Para o líder da associação que completou 40 anos esta sexta-feira, 01, em um bairro e município onde residem milhares de cabo-verdianos, a morte de Odair foi uma fatalidade e um tipo de “comportamento reprovável de certos agentes”, lembrando que o Moinho da Juventude já anda a alertar há cerca de 10 anos sobre a “infiltragem” nas forças de segurança pela extrema-direita.
Em 2011, quando a polícia agrediu vários moradores da Cova da Moura e invadiram estabelecimentos comerciais aqui no bairro, Jakilson contou que a Associação Moinho da Juventude tentou reunir ambas as partes, sem sucesso, porque “as forças policiais não estavam interessadas, já tinham traçado outras linhas e outras prioridades”.
“Com a morte de Odair, houve uma revolta daquilo que nós chamamos de geração 2000, que é uma geração que, ao contrário da geração 90 ou 80 [século passado], que apesar de ter algum conflito com a polícia e questão do racismo, lidou diferente com algumas ilegitimidades de algumas acções”, explicou.

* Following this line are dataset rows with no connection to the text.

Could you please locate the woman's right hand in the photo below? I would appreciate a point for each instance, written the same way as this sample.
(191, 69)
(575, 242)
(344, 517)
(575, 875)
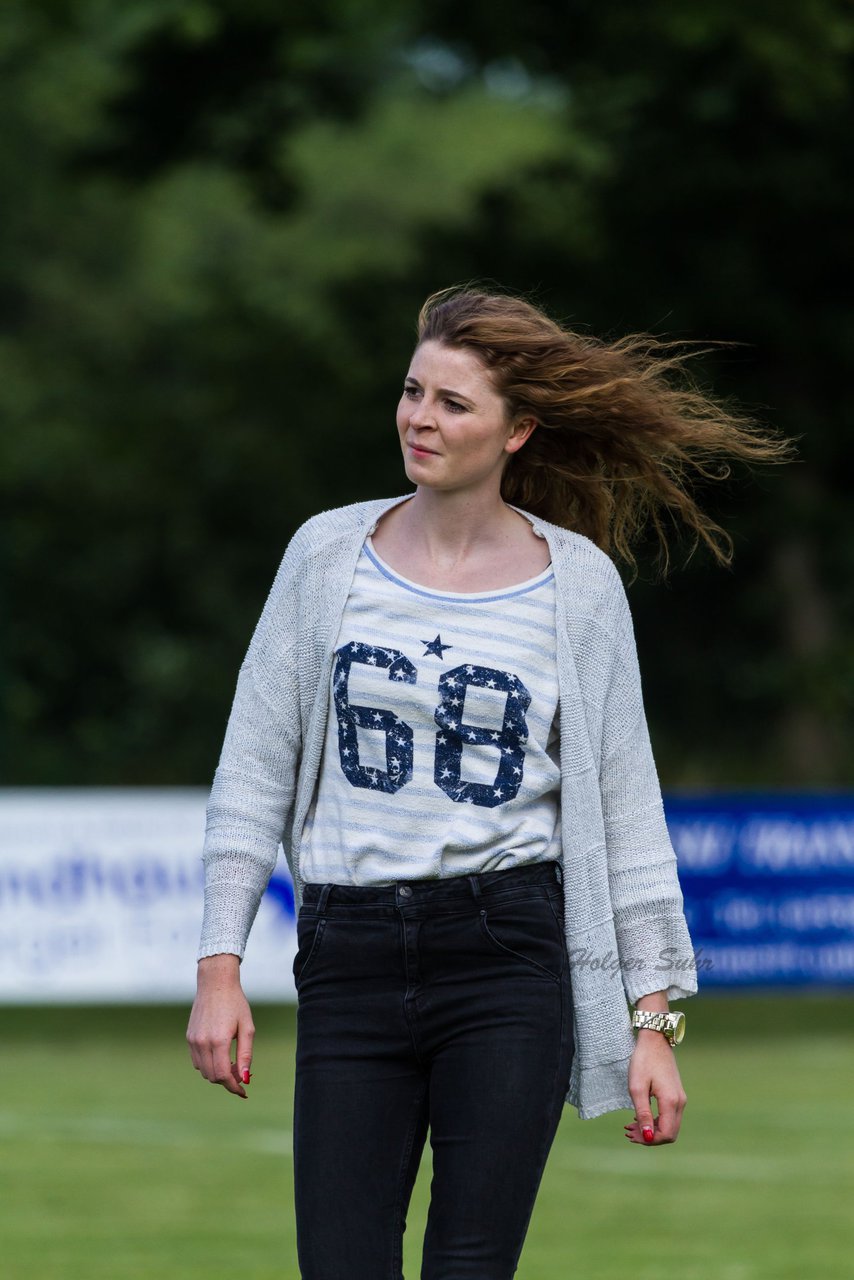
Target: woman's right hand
(219, 1016)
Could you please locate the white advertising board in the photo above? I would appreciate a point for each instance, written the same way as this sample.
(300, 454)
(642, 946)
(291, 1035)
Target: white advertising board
(101, 899)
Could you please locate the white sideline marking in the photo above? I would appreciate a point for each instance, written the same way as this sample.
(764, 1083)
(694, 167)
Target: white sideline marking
(115, 1130)
(686, 1164)
(146, 1133)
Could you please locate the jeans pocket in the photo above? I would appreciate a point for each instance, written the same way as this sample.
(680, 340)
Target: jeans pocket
(310, 931)
(528, 929)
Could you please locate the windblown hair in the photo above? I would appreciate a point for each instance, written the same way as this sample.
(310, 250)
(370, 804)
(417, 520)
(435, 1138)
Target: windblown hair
(616, 438)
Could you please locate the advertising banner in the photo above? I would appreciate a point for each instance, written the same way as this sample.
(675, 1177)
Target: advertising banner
(101, 894)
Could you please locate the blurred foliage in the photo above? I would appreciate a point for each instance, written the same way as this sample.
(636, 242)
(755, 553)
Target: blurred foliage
(219, 222)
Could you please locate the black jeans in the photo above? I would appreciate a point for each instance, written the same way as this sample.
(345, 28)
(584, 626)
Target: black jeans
(441, 1004)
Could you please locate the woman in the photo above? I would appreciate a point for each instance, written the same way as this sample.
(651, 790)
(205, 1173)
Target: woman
(441, 717)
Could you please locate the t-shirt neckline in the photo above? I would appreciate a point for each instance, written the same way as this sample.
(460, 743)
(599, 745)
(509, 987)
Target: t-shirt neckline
(494, 594)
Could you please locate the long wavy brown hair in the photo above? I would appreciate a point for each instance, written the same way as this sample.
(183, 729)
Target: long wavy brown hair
(621, 425)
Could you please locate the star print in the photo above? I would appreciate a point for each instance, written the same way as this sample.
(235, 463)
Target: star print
(435, 647)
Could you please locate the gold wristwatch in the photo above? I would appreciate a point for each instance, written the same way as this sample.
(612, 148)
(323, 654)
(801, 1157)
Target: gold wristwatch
(672, 1025)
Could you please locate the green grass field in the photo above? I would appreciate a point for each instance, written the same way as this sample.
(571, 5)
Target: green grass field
(119, 1161)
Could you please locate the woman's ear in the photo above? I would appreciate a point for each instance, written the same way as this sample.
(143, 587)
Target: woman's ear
(520, 433)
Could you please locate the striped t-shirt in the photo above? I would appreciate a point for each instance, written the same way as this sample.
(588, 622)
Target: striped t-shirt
(442, 753)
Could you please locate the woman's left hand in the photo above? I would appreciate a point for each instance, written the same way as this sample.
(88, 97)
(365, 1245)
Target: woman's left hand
(653, 1074)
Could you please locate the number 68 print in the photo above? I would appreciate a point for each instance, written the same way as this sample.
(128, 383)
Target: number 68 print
(452, 734)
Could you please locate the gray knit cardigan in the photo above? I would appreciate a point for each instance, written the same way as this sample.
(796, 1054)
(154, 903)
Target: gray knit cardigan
(625, 926)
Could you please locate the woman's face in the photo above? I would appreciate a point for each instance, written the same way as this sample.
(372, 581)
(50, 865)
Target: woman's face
(452, 423)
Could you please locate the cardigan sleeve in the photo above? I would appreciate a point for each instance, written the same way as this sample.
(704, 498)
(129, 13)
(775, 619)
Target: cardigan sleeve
(653, 941)
(251, 799)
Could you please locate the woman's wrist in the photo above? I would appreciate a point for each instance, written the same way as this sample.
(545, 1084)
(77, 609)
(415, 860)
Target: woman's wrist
(223, 967)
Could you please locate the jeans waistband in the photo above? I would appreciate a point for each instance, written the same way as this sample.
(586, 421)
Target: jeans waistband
(410, 892)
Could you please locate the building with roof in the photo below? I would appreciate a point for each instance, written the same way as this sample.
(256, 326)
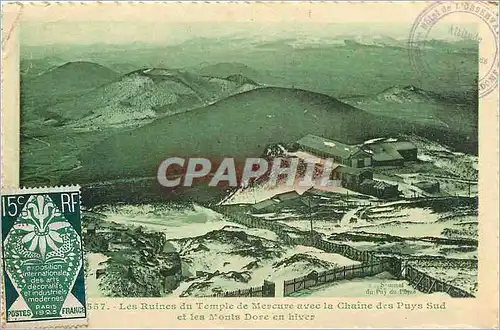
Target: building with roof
(379, 189)
(391, 153)
(344, 154)
(351, 177)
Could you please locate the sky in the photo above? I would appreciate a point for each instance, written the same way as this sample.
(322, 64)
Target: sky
(119, 32)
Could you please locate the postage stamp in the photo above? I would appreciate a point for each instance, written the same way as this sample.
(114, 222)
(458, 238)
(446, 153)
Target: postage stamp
(252, 165)
(42, 254)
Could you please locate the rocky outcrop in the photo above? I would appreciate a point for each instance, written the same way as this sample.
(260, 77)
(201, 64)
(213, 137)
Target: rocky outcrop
(140, 264)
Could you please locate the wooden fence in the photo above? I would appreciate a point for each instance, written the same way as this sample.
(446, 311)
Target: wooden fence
(371, 264)
(428, 284)
(337, 274)
(266, 290)
(345, 250)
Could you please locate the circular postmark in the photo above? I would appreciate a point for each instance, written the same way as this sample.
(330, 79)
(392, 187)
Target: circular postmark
(445, 44)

Jakilson Pereira reflectiu que algumas leis e decretos sobre as zonas urbanas sensíveis permitem que os polícias actuem em determinados bairros de forma violenta, através da criação de um conjunto de excepcionalidade.
“Mas esse rótulo das zonas urbanas sensíveis não só permitiu a violência policial, como também permitiu a desqualificação das escolas à volta do bairro, tornando o sistema de ensino bastante profissionalizante, em que a taxa de retenção é elevada, sem um investimento na escola para um percurso normal, ou mesmo um percurso escolar dual, mas com qualidade”, frisou.
Para ele, essa qualidade que se perdeu tem tirado a inspiração à nova geração, que tem percebido que vão ter um futuro pior que os pais, sem esquecer a forma como a instituição PSP, que supostamente deve proteger o cidadão, apresentou as suas versões sobre a morte de Odair Moniz, que acabou por ser desmentido pelo próprio agente que disparou, como a questão do carro roubado ou faca na mão e chamada de assistência tardia.
“Isto revoltou não só com a Cova da Moura e Zambujal, onde residia o Odair, mas vários bairros periféricos onde há pessoas racializadas que sentiram que as suas vidas estavam em perigo, sentiram que tinham que sair à rua”, sentenciou.
O cabo-verdiano Odair Moniz, de 43 anos, pai de três filhos e cozinheiro de profissão, morreu depois de ter sido atingido a tiros pela PSP, no Bairro da Cova da Moura, situação que gerou uma onda de contestação, pedindo justiça, durante várias noites e em diferentes bairros na Área Metropolitana de Lisboa, com autocarros, automóveis e contentores de lixo incendiados.